A 3.5 kg block starts at rest and slides a distance d down a frictionless 28.0° incline, where it runs into a spring. The block slides an additional 21.0 cm before it is brought to rest momentarily by compressing the spring, whose spring constant is 435 N/m.
A)What is the value of d?
B)What is the distance between the point of first contact and the point where the block's speed is greatest?

Homework Equations

A)Conservation of Energy: Ei=Ef ⇔ KEi+PEi=KEf+PEf ⇔ 0+mgh=1/2kx^2
h=(Δx+d)sinθ (Δx=the distance the spring was compressed)
Δxsinθ+dsinθ=1/2kx^2 solve for d
d=(.5kx^2)/(gmsinθ)-Δx
d=.385 m or 38.5 cm

B) So the first contact is when it touches the the spring, correct? Then it's greatest speed is the speed right after it leaves the spring going up the ramp? That would mean that I need the speed (v) of the block as it hits spring equation: KEi+PEi=KEf+PEf ⇔ m*g*(d*sinθ)=1/2*k*x^2+1/2*m*(vf)^2 where vf= the speed it hits the spring.
v=√(-1/m)*√(k*x^2-2*d*g*m*sinθ)
V=1.39 m/s when it hits the spring

KEi+PEi=KEf+PEf ⇔ 1/2m(vi)^2+mgh=1/2m(vf)^2+1/2kΔx^2 where Δx= the distance the spring is compressed.

Does that seem correct?

The Attempt at a Solution

 

[SammyS]

Homework Statement

A 3.5 kg block starts at rest and slides a distance d down a frictionless 28.0° incline, where it runs into a spring.

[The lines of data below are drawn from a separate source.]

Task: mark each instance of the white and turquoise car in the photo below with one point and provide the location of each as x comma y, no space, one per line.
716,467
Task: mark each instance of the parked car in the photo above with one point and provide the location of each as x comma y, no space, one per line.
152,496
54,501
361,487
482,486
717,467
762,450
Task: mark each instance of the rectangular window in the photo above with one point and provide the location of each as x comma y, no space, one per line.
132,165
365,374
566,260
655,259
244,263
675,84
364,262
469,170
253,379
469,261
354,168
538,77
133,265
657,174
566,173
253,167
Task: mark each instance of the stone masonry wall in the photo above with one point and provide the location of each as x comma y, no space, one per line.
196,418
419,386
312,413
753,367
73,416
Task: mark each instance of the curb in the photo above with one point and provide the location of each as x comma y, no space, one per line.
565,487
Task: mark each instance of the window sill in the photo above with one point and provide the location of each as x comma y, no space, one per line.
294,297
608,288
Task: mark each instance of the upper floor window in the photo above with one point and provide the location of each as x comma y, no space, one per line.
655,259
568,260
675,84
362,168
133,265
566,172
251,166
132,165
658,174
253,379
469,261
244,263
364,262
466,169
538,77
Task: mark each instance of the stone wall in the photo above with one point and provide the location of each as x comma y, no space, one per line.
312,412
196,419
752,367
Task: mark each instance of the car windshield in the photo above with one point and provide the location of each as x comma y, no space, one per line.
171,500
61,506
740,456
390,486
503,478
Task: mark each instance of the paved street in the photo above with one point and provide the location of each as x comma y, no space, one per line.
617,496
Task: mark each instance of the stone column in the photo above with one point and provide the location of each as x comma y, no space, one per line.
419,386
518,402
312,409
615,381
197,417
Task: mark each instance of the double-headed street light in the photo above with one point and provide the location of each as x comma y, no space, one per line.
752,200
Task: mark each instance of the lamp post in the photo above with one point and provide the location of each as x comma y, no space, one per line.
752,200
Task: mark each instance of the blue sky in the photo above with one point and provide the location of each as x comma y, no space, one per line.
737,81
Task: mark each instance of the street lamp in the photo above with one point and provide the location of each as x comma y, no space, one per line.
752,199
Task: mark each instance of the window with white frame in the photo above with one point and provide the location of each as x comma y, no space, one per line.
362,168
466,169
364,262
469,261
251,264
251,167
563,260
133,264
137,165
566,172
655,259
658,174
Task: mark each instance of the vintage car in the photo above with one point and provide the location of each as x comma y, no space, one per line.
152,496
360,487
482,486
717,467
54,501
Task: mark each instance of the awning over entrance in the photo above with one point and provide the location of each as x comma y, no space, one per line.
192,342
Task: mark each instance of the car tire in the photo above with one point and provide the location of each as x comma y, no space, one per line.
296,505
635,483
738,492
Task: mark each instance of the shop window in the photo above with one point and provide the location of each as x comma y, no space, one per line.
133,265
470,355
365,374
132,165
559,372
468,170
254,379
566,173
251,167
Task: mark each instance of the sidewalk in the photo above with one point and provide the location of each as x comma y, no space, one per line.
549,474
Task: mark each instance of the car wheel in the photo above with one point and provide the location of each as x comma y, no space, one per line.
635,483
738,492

The block slides an additional 21.0 cm before it is brought to rest momentarily by compressing the spring, whose spring constant is 435 N/m.
A)What is the value of d?
B)What is the distance between the point of first contact and the point where the block's speed is greatest?

Homework Equations

A)Conservation of Energy: Ei=Ef ⇔ KEi+PEi=KEf+PEf ⇔ 0+mgh=1/2kx^2
h=(Δx+d)sinθ (Δx=the distance the spring was compressed)
Δxsinθ+dsinθ=1/2kx^2 solve for d
d=(.5kx^2)/(gmsinθ)-Δx
d=.385 m or 38.5 cm

It seems to me, that Δx is 21.0 cm.

Is that what you used?

The potential energy of the spring at max compression is .5k(Δx)².

B) So the first contact is when it touches the the spring, correct? Then it's greatest speed is the speed right after it leaves the spring going up the ramp? That would mean that I need the speed (v) of the block as it hits spring equation: KEi+PEi=KEf+PEf ⇔ m*g*(d*sinθ)=1/2*k*x^2+1/2*m*(vf)^2 where vf= the speed it hits the spring.
v=√(-1/m)*√(k*x^2-2*d*g*m*sinθ)
V=1.39 m/s when it hits the spring

KEi+PEi=KEf+PEf ⇔ 1/2m(vi)^2+mgh=1/2m(vf)^2+1/2kΔx^2 where Δx= the distance the spring is compressed.

Does that seem correct?

The Attempt at a Solution